Der Film hat natürlich mehr zu bieten, als blanken Terror. Gleich
von Anfang an wird eine bedrohliche Atmosphäre aufgebaut. Die karge
Wüstenlandschaft ist nicht gerade einladend. Die tollen
Felsansammlungen sind sicherlich der Traum eines jeden Geologen,
aber trotzdem will man da natürlich nicht tot über dem Zaun hängen.
Auch die Tankstelle, die von den Reisenden betreten wird, ist alles
andere als ein schöner und sicherer Aufenthaltsort. Doch dann kommt
es bei den Reisenden zum Schlimmsten: Sie verunglücken mit ihrem
Wagen. Lustigerweise wegen Terror von oben und einem niedlichen Häschen
von unten. Oben jagend Militärflugzeuge über ihre Köpfe, was den
Fahrer zur Weißglut bringt. Dies ist schön in Szene gesetzt. Und
da der Auto-Pilot nicht ganz bei der Sache ist, wird er von einem
friedlich wirkenden Hasen von der Fahrbahn, direkt in einem Busch,
getrieben.
Und dann geht es auch schon wenig später los mit dem Terror.
Finsteren Gestalten wollen den sechs Gestrandeten an den Pelz. Wer,
wie, warum und wieso wird im Verlauf aufgeklärt. Zumindest fast.
Sicher ist aber, dass es nicht besonders gut um die Familie steht.

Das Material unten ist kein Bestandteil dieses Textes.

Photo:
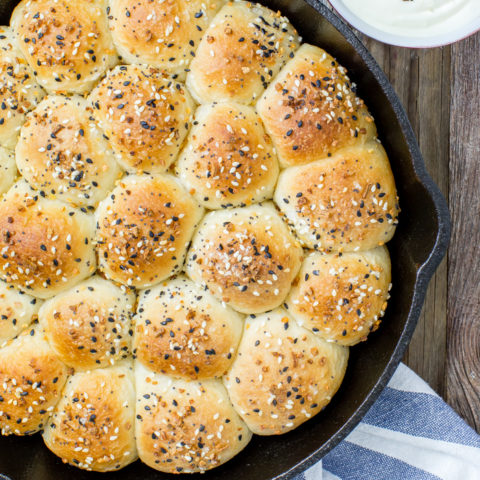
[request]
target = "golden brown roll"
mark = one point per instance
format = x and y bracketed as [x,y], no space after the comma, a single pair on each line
[146,115]
[31,380]
[183,331]
[61,151]
[93,424]
[163,33]
[341,297]
[347,202]
[246,257]
[8,169]
[90,325]
[311,111]
[144,228]
[19,91]
[17,311]
[185,427]
[67,44]
[46,247]
[283,374]
[228,160]
[240,53]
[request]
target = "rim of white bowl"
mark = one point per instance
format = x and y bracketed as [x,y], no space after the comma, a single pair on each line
[465,31]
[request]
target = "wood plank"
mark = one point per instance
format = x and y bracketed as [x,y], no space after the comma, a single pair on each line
[421,79]
[463,356]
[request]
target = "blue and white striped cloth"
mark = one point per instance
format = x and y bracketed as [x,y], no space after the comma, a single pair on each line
[410,433]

Einer nach dem anderen muss um sein Leben fürchten. Auf Effekte der
splattrigen Art wird dabei nicht unbedingt gesetzt. Es gibt zwar
hier und da etwas zu sehen, so blutrünstig wie das Remake ist „Hügel
der blutigen Augen“ aber lange nicht. Nette Effekte gibt es auch für
die Ohren. Die musikalischen Einlagen sind alles andere als handelsüblich.
Es gibt unterschiedlich frequentierte Töne, die immer wieder
monoton aus den Boxen strömen. Monoton aber passend. Wie die
bekannte Faust aufs Auge.
Leider kommt es während der verschiedenen Terror-Szenen immer
wieder zu Passagen, die etwas an Tempo verlieren. Das Geschehen
zieht sich leicht in die Länge. Die Grundspannung bleibt zwar
durchaus vorhanden, es passiert weniger als erhofft. Zwischendrin
hat man es auch immer mal wieder mit unseren außerirdischen
Rednecks zu tun. Warum außerirdisch und warum Rednecks wird hier
aus spannungstechnischen Gründen verschwiegen. Es sein nur soviel
gesagt: Es gibt zwei deutsche Synchronisationen zu dem Film. Die
originale hat erstaunliches mit den Charakteren gemacht... Aber
kommen wir zurück zu den außerirdischen Rednecks. Hier sticht natürlich
Charakterkopf Michael Berryman („Cut And Run“, „Im Todestal
der Wölfe“ uva.) hervor. Er spielt hier seine Paraderolle. Nicht
weil er das so gut macht, sondern weil er perfekt reinpasst. Richtig
gut spielt auch niemand der übrigen Crew. Allerdings gibt es auch
kaum Ausschläge nach unten. Die wenig durchleuchteten Charaktere
kommen den Darstellern da natürlich zugute.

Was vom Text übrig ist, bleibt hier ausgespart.